Para Klaus
Después de la fiesta, de las flameantes llamas
del jolgorio, de la luz que señala un punto en la espesa noche quedan nada más
las brasas encendidas. Piedras ardientes de los días, las horas, los momentos
pasados. Peligrosas reliquias intangibles hasta el momento en el cual sus
llamaradas se extingan y la energía de
sus rocas consumidas, cansadas de luchar contra en viento, apaguen sus intentos
de volver a arder. Es el momento en el cual un puñado de arena es necesario
para borrar las huellas de su presencia en el mundo. Un puñado de arena nada
más se necesita en ese punto para apagarlas, darles la espalda y volver a la
vida, pero este proceso toma tiempo, meditación y también melancolía.
Me pasa entonces que me encuentro cobijada por
la noche midiendo el tiempo. Contemplando con esperanzas fugaces que el fuego
levante sus llamas nuevamente y que esa luz sea eterna como miles de antorchas
que iluminan vidas a través del planeta.
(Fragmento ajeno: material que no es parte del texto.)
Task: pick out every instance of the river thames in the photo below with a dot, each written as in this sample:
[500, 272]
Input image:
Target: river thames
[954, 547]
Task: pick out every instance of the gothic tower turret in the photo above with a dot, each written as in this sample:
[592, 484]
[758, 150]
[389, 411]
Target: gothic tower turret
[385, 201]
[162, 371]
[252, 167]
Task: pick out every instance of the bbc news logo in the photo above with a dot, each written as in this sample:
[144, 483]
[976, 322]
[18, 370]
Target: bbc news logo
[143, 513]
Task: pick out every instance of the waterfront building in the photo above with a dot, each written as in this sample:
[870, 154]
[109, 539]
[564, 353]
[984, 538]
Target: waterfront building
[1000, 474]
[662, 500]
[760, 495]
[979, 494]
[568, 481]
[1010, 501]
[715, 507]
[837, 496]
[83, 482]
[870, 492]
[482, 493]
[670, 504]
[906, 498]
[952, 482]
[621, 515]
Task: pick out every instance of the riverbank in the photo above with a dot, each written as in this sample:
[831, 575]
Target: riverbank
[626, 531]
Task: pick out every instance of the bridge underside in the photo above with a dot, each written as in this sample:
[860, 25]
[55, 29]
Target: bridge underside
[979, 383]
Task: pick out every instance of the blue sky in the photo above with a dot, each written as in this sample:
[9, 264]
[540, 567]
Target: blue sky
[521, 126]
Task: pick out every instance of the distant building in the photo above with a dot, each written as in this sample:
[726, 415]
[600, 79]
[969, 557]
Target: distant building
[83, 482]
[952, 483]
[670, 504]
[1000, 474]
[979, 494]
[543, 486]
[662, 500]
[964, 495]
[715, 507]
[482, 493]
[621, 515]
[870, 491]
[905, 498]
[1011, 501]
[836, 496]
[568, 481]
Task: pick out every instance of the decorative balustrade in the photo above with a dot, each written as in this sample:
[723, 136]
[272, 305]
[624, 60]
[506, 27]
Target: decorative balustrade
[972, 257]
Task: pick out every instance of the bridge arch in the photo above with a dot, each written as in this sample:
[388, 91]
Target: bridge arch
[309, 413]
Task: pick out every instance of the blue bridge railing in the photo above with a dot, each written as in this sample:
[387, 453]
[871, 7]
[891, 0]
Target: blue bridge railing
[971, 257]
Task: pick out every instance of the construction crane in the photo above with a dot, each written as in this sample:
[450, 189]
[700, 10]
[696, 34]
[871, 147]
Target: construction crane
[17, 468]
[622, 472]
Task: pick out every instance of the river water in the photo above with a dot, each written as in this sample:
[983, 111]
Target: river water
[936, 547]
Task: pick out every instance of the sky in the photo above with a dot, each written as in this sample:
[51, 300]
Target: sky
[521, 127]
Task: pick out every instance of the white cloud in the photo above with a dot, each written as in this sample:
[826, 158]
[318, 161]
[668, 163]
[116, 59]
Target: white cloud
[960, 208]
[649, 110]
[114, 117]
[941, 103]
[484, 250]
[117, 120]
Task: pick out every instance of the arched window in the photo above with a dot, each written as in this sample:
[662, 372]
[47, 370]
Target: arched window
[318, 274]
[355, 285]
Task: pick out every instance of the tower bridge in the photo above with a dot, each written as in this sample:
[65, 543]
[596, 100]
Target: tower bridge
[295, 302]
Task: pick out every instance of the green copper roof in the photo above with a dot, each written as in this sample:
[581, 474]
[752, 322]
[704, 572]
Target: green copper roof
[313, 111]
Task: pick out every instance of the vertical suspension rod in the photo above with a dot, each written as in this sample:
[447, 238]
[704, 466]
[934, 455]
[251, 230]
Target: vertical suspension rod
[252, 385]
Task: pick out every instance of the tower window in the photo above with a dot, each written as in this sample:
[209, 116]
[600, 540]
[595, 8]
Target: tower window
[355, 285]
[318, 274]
Por desgracia, mi espera es solitaria
y estas brasas han tomado mucho tiempo para morir. No podría enterrarlas sin haberlas visto extinguirse previamente porque
el ardor de su energía se transmitiría al suelo donde piso entorpeciendo mis
pasos de regreso y abrigando mi pronto retorno.
Tampoco he podido ser el viento amigable que dé
soplidos de vida a esas llamas, porque mi aliento perdió el poder de despertar
a un corazón convaleciente. Perdí el habla cuando repentinamente me quedé
desamparada mientras vislumbraba inerte el fuego que ardía maravilloso y desde
entonces el silencio se apodero de mi entorno. Hoy somos los dos cada noche quienes asistimos a este funeral.